# Analysis of the gradient conflict of Llama model and its K-neuron variants

 - gradient conflict
 - dominating gradient

目前发现使用topk neuron可能会让模型的gradient conflict增加（无论如何调整gradeint 的norm以及cos相似度大小阈值）

**Further analysis**
 - [ ] Analyze layer by layer, starting from the last layer first
 - [ ] Analyze neuron by neuron, starting from the neuron that receives max activation values (这个和考虑梯度norm的应该是很类似的，因为接收到更大激活值的neuron，按理来说应该有更大的梯度)
 - [ ] Analyze weight by weight, 目前是以neuron为单位进行分析的，去看一下 gradient surgery 那篇文章是以什么为单位进行讨论的
 - [ ] Analyze batch by batch, 目前是以sample为单位进行分析的，不过感觉batch_size=1也是一种情况，不应该被特殊处理，即batch_size为多少都应该
 - [ ] **第一优先级** 有一种可能是topk的选取方式让neuron在不同sample上获取了更加平均的梯度，即梯度不会被一个sample所dominate。
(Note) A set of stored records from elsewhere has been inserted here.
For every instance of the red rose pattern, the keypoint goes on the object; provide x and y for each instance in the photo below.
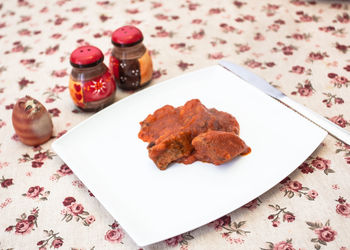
(53, 240)
(319, 72)
(5, 183)
(76, 210)
(325, 234)
(25, 224)
(343, 208)
(278, 211)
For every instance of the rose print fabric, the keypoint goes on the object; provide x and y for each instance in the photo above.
(300, 46)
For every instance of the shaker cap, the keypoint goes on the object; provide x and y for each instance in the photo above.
(86, 56)
(126, 36)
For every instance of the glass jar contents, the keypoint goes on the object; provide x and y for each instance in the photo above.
(91, 85)
(130, 61)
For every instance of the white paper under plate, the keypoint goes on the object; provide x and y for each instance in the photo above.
(152, 205)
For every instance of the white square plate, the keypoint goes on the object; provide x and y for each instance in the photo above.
(152, 205)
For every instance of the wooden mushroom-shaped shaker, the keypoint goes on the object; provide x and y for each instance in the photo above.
(31, 121)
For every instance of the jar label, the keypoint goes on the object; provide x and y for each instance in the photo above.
(93, 90)
(146, 68)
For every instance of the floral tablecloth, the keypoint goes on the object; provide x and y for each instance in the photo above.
(302, 47)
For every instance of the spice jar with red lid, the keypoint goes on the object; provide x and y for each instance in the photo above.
(91, 85)
(130, 61)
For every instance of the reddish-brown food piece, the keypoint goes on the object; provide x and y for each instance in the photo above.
(170, 131)
(218, 147)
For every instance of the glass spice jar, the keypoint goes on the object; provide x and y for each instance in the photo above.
(91, 85)
(130, 61)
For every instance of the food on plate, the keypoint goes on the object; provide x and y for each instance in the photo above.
(189, 133)
(31, 121)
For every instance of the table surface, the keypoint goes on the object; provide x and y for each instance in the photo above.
(302, 47)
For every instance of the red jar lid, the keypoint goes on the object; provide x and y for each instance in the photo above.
(86, 56)
(126, 36)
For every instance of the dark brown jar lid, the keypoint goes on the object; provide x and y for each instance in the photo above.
(86, 56)
(127, 36)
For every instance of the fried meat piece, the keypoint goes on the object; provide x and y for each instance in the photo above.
(170, 149)
(170, 131)
(218, 147)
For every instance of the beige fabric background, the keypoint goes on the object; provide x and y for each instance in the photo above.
(270, 37)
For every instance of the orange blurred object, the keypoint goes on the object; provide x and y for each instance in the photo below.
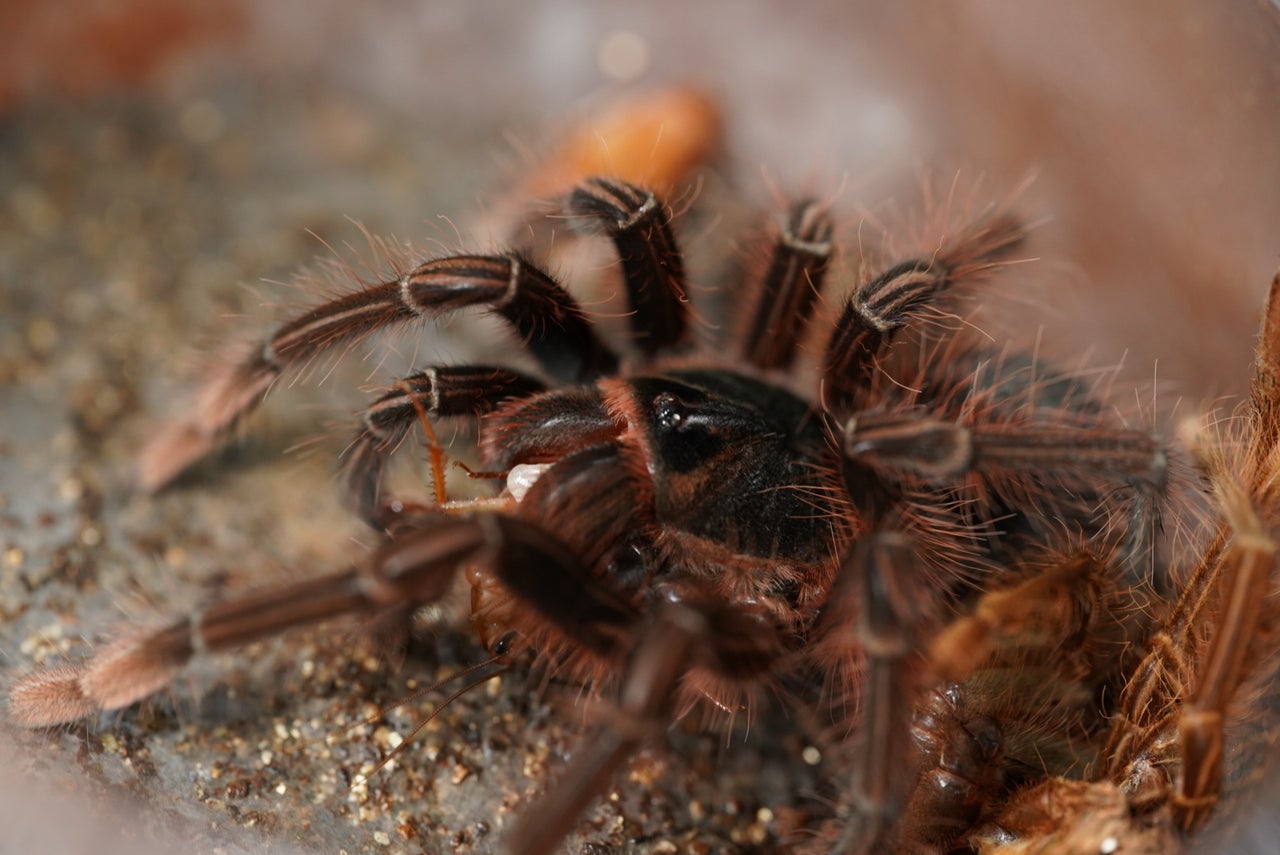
(656, 140)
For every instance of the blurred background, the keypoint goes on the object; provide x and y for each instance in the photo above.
(164, 161)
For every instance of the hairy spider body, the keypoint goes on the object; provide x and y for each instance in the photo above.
(946, 548)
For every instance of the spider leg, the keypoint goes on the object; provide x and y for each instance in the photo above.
(639, 224)
(878, 309)
(416, 565)
(538, 309)
(1032, 463)
(878, 576)
(773, 324)
(690, 630)
(433, 393)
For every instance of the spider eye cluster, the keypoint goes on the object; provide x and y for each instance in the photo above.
(668, 411)
(686, 435)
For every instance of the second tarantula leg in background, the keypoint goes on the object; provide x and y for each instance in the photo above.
(881, 307)
(415, 566)
(772, 325)
(553, 327)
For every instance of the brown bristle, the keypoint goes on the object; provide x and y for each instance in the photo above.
(48, 698)
(129, 671)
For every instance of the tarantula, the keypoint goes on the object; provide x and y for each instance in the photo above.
(947, 548)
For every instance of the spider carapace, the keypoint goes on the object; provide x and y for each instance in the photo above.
(944, 547)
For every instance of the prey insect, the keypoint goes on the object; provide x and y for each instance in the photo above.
(949, 551)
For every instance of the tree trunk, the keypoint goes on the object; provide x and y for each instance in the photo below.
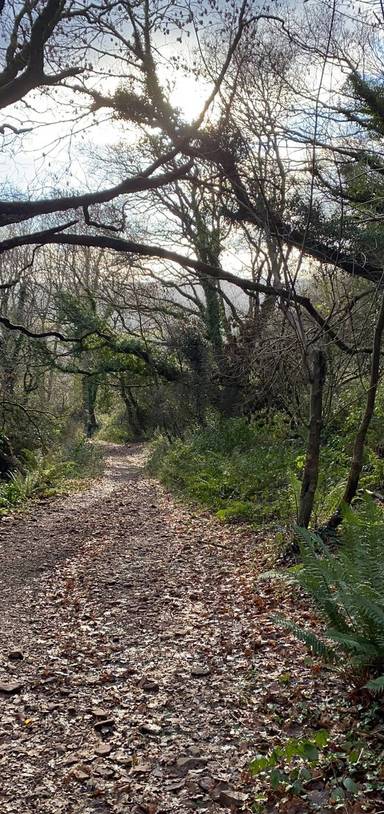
(361, 435)
(90, 387)
(311, 468)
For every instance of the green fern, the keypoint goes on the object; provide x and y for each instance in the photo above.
(347, 588)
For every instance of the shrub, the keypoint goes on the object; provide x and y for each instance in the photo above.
(347, 588)
(239, 469)
(47, 475)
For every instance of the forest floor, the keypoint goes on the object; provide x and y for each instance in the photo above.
(140, 670)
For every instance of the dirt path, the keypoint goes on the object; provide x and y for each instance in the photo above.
(142, 646)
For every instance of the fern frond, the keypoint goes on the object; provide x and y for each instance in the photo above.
(316, 645)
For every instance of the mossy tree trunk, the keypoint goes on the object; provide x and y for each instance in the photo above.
(311, 467)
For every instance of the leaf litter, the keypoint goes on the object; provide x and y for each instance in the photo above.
(149, 671)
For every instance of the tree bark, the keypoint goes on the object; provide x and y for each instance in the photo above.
(311, 468)
(361, 435)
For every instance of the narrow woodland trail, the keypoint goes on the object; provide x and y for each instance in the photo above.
(138, 666)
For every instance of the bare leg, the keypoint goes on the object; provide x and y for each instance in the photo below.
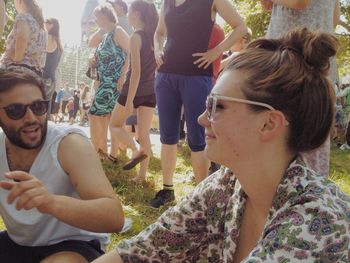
(144, 116)
(116, 128)
(200, 166)
(67, 257)
(98, 131)
(168, 161)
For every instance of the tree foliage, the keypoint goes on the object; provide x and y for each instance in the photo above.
(258, 20)
(11, 13)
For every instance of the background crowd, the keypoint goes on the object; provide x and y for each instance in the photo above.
(171, 60)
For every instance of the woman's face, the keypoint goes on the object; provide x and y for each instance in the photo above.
(233, 133)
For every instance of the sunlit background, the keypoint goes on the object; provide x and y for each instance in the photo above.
(69, 13)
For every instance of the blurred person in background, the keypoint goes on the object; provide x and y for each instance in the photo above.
(184, 77)
(2, 16)
(26, 45)
(53, 56)
(112, 63)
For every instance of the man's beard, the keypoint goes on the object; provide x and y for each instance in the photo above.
(14, 136)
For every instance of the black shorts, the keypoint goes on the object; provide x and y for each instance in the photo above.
(145, 101)
(14, 253)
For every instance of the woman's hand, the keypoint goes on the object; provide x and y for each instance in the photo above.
(129, 107)
(205, 59)
(267, 4)
(92, 62)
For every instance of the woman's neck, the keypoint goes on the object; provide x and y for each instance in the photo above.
(109, 27)
(260, 177)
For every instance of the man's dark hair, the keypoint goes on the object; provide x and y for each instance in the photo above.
(11, 78)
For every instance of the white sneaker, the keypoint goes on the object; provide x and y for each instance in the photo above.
(345, 147)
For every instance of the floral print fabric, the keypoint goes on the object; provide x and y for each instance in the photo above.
(309, 221)
(110, 62)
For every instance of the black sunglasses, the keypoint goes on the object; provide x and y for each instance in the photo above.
(16, 111)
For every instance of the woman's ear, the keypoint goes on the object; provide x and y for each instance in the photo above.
(273, 125)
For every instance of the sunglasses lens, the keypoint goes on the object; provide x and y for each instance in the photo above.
(209, 106)
(15, 111)
(39, 107)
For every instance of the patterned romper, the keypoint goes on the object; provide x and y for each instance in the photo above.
(110, 62)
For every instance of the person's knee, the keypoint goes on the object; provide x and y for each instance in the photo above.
(65, 257)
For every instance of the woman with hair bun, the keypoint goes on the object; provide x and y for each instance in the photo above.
(26, 44)
(314, 15)
(272, 102)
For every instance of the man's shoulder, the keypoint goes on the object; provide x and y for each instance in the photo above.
(59, 131)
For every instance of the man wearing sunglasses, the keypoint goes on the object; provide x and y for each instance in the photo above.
(54, 195)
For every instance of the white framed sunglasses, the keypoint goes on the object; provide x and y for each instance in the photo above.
(213, 98)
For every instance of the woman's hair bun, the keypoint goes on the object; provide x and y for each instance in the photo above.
(316, 48)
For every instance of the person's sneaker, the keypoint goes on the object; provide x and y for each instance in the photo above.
(162, 197)
(345, 147)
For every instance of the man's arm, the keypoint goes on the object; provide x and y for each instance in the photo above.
(2, 16)
(98, 210)
(294, 4)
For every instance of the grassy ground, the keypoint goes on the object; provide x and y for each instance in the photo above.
(135, 197)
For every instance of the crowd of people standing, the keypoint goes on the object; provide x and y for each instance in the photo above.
(267, 119)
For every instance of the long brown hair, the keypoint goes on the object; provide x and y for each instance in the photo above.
(291, 74)
(35, 10)
(55, 31)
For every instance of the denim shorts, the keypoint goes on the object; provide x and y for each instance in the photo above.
(173, 91)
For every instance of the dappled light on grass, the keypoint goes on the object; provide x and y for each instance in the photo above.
(135, 197)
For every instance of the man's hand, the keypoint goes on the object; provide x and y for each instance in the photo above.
(267, 4)
(206, 58)
(27, 191)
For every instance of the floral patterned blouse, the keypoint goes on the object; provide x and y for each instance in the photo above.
(35, 54)
(309, 221)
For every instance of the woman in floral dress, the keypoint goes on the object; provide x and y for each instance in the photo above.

因此即使梯度有冲突也可以很好的average之后进行很好的优化。

In [7]:

import os
import torch
import random 
import torch.nn as nn
from transformers import LlamaForCausalLM, AutoTokenizer
from topk_models import TopKLlamaForCausalLM, TopKLlamaConfig
from transformers.models.llama.modeling_llama import LlamaForCausalLM
import matplotlib.pyplot as plt
import torch.nn.functional as F
import numpy as np

# Configurations of this notobook
SEED=1
MODEL_PATH = 'models/Llama-2-7b-hf'
MODEL_TYPE = 'topk'
DATA_PATH = './data/alpaca/'
N_SAMPLES = 50
CACHE_PATH = 'cache/original_llama/'
USE_GATE, USE_UP, USE_DOWN = True, True, True
if MODEL_TYPE == 'topk':
    from datetime import datetime
    currentTime = datetime.now().strftime("%H-%M-%S")
    CACHE_PATH = f'cache/{currentTime}'
    
    os.system(f"mkdir {CACHE_PATH} & cp topk_7b_configs.json {CACHE_PATH}")
    
# load the model
if MODEL_TYPE == 'original':
    model = LlamaForCausalLM.from_pretrained("./models/Llama-2-7b-hf/", device_map="auto")
else:
    # load the topk model
    config = TopKLlamaConfig.from_json_file('topk_7b_configs.json')
    model = TopKLlamaForCausalLM.from_pretrained(
        "./models/Llama-2-7b-hf/", 
        # device_map="auto",
        config=config
    )
tokenizer = AutoTokenizer.from_pretrained("./models/Llama-2-7b-hf/")
model.eval()

Loading checkpoint shards: 100%|██████████| 2/2 [00:01<00:00,  1.82it/s]


TopKLlamaForCausalLM(
  (model): TopKLlamadModel(
    (embed_tokens): Embedding(32000, 4096, padding_idx=0)
    (layers): ModuleList(
      (0-30): 31 x TopKLlamaDecoderLayer(
        (self_attn): LlamaAttention(
          (q_proj): Linear(in_features=4096, out_features=4096, bias=False)
          (k_proj): Linear(in_features=4096, out_features=4096, bias=False)
          (v_proj): Linear(in_features=4096, out_features=4096, bias=False)
          (o_proj): Linear(in_features=4096, out_features=4096, bias=False)
          (rotary_emb): LlamaRotaryEmbedding()
        )
        (mlp): LlamaMLP(
          (gate_proj): Linear(in_features=4096, out_features=11008, bias=False)
          (up_proj): Linear(in_features=4096, out_features=11008, bias=False)
          (down_proj): Linear(in_features=11008, out_features=4096, bias=False)
          (act_fn): SiLUActivation()
        )
        (input_layernorm): LlamaRMSNorm()
        (post_attention_layernorm): LlamaRMSNorm()
      )
      (31): Top

Sample some data points from the instruction-tuning data, e.g., Alpaca52K

In [8]:
import random
from datasets import load_dataset
random.seed(10)
data = load_dataset(DATA_PATH)['train']
data_idx_sample = random.sample([_ for _ in range(len(data))], N_SAMPLES)
data_samples = [data[i] for i in data_idx_sample]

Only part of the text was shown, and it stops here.